In Metropolis-Hastings sampling it is required to have a proposal distribution $g(\theta_{new}|\theta_{old},\lambda)$, where $\theta_{old}$ is the last accepted sample in the chain and $\theta_{new}$ is a newly proposed sample. Samples are drawn from $g$ which are then transformed into the acceptance probability (the proposal step) for subsequent use in the move step. For example, $g$ is often chosen multivariate normal with mean $\theta_{old}$ and variance-covariance matrix $\lambda$.

I have a parameter $\theta$ which is a precision (or scale or variance) so that $\theta >0$ is a constraint on the parameter space. This thread discusses various options in this situation. I find the best option to use a function $g$ which only proposes samples from the allowed parameter space.

My questions are: which are commonly used distributions in this situation? And, how should the proposal distribution be conditioned on $\theta_{old}$?
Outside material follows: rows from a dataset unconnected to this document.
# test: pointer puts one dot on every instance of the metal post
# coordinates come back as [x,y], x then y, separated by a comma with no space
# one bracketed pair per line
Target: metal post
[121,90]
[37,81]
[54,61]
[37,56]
For example, I can imagine the uniform $U(0,b)$ distribution may be useful, but I do not see how to choose $b$ or how to condition on $\theta_{old}$ (i.e. the last accepted precision/variance in my case).

An alternative may be Gamma or inverse Gamma, e.g. $Gam(a,b)$, but then also the question is how to choose $a$ and $b$ and how to link them to $\theta_{old}$.

Best Answer

The most natural [and generic] resolution [imo] is to turn $\theta$ into $\eta=\log\theta$ in the original problem so that $\eta$ is unconstrained. This allows for the use of random walk proposals like Metropolis et al.'s. The only warning is that the prior must incorporate the change of variable through a Jacobian: $$\pi_\eta(\eta)=\pi_\theta(\exp\{\eta\})\times\exp\{\eta\}$$ Warning: This proposal is only equivalent to propose a log-normal new value in the original parameterisation if the proper Metropolis ratio is used [in the original parameterisation, the proposal is no longer a random walk]. (Note that an exponential change of variables turns the likelihood $p(D|θ,ν)$ into $p(D|\exp\{η\},ν)$, without a Jacobian there!)

Otherwise, a Uniform $\text{U}(\theta^\text{old}-\epsilon,\theta^\text{old}+\epsilon)$ proposal, as in Hastings (1970), can be chosen as a proposal, with the potential to propose negative [and hence surely rejected] values.